Change is important. As a clinical leader, you’ll want to know how to make workflow changes, either to help fix a workflow that’s not ideal, update a workflow that needs updating, or build a new workflow. (As long as there are new journal articles and conferences, there will be necessary updates to clinical practice to stay current.)
So this week, I thought I’d write about a topic that can help a clinical leader to feel comfortable with making changes in their area:
How to get from Point A to Point B
I once alluded to a problem with making changes back in 2016, when I blogged about the Red Sneaker Problem – And How To Fix It. To help avoid frustration for you and your team, it’s helpful to understand ‘How does anything change?’ Without understanding the change process, it can be hard to make change.
Although clinical leaders often need to focus primarily on clinical services, functions, and expertise, it’s still helpful to know the basics about two important things, related to how things get done:
- Project Intake/Scoping – This helps you secure necessary people, time, and resources before you start a change project.
- Project Management – This helps you effectively use people, time, and resources to get things done (accomplish the change).
Without understanding these two steps, it can be very hard to accomplish much change. And without regular, smooth, and predictable changes, clinical leadership can seem more daunting than it needs to be.
As a brief introduction for new clinical leaders, let’s review these two items in a little more detail (borrowing some slides from a recent presentation I did for a group of clinical leaders).
- Project Intake/Scoping
Making change is work. It takes people, time, and resources, to move your CURRENT state (Point A) to your desired future state (Point B).
Ideally, to make sure you have the ‘gas’ needed to drive your ‘car’ to where you want it to go, you’ll first need to understand the scope (‘size’) of your project. Conceptually, think of this as collectively driving your car (with your team inside it!) from:
- Your current state (Point A)
- Your desired future state (Point B)
This is why I always advise people to formally map the current and future states. The distance between these two points is what will determine the scope (size) of your project, and the work effort (and resources) needed to accomplish your goal.
If you have the time, people, and resources necessary to get from Point A to Point B, great! If you don’t, you may feel frustrated.
To make sure you have a thorough, well-documented analysis that you can share with your project team, it’s very helpful to formally document, in a folder, your current state, and also formally design your ideal future state — one that is formally signed off by the clinical leaders who oversee the clinical staff who will live in this new future-state workflow.
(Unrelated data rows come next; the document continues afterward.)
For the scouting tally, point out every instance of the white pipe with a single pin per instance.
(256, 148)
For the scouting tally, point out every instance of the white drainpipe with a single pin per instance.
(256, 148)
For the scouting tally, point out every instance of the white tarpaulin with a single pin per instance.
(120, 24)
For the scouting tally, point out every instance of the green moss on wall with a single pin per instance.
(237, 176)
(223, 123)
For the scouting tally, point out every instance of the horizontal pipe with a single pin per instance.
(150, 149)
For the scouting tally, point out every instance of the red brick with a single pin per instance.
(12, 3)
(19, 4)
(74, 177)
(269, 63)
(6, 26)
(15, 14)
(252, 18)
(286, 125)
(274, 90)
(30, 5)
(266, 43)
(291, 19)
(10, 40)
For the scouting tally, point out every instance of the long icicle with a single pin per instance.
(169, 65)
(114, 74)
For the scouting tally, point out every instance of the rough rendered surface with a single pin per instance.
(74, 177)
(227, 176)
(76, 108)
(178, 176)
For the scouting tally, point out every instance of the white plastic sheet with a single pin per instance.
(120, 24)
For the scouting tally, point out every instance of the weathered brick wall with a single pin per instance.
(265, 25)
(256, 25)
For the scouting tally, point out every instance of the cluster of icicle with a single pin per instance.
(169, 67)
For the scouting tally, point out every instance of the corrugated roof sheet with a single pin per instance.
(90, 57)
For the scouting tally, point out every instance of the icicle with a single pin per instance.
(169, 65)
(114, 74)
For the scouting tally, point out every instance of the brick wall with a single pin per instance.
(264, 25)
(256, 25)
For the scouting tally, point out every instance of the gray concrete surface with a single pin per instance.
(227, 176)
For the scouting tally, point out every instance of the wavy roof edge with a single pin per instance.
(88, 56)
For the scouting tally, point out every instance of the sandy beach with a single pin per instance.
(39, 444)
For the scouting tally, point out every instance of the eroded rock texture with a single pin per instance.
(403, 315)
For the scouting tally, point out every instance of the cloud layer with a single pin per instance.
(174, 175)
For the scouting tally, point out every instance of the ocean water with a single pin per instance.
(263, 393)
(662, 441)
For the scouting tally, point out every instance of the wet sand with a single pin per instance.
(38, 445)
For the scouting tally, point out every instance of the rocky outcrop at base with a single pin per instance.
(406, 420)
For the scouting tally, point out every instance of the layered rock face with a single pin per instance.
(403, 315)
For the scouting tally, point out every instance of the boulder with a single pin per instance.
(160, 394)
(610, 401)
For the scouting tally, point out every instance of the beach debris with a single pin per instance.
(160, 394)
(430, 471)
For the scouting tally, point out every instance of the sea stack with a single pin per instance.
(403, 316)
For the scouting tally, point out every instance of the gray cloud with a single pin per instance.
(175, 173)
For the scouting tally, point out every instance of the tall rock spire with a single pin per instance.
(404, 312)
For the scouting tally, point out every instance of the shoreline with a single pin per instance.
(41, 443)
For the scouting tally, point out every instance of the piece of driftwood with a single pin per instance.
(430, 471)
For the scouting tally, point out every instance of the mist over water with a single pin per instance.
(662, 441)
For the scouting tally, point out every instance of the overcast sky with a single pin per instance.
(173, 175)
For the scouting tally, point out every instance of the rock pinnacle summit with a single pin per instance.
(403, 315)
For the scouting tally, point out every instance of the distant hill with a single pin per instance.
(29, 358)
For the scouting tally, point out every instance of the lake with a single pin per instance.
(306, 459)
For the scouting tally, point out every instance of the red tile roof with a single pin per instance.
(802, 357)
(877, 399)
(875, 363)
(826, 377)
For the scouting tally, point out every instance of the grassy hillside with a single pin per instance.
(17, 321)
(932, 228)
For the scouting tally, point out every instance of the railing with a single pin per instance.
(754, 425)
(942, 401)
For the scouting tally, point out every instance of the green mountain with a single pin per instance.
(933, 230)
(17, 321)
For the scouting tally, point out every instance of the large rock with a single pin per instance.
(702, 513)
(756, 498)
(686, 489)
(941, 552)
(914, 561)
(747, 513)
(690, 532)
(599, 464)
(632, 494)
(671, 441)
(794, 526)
People sometimes ask me, “Do I need to do this much for every change I want to make?” My advice is this: you only need to apply as much rigor as you need to get the change accomplished. In other words, for small changes (e.g., making some small changes to a documentation template), less rigor is usually required. Large changes, however (e.g., implementing electronic med reconciliation at all transitions of care), require much more.
This exercise will not only help you scope your project, and identify the people, time, and resources needed, it will also help you formally plan a project, estimate the return on investment, and secure the necessary approvals before beginning your project.
- Clinical Project Management
Once you’ve secured the necessary people, time, and resources, and have the approvals of your leadership to move forward, it’s helpful to identify a formal, trained, and experienced project manager.
For planning purposes, many experienced project managers might develop a Gantt Chart, an ordered series of steps with time estimates and dependencies, that will be needed to finish the project and achieve the desired outcome.
Experienced clinical leaders, especially those who have worked with good project managers, can often help a project by anticipating steps and answering questions before they arise. While there are different types of project management (from the more traditional waterfall model to newer agile methodologies), I’ve stripped down some bare essentials that are helpful to think about before starting any clinical update or improvement project:
These are the ten steps (above) that I commonly plan and follow for clinical projects, where the rigors of step two above are often necessary to help adequately scope and plan clinical projects, and ensure there are no unanticipated surprises later in the project. [Note: Clinical Informatics professionals often work in steps 2, 4, 5, 6, and 9 above, working closely with end-users, analysts, educators, and project managers.]
As a clinical leader, you will want to help champion change and updated practices. While there is much more to be said about project intake, scoping, planning, and execution, I hope this little introduction will help my friends in clinical leadership see the value of good project managers, and good project planning, and the role they play in getting things done.
Remember, this blog is for educational purposes only; your mileage may vary. Always ask your local Project Management and Clinical Informatics professionals for guidance, and work closely with your clinical leadership to review, prioritize, and approve your projects before initiating any changes.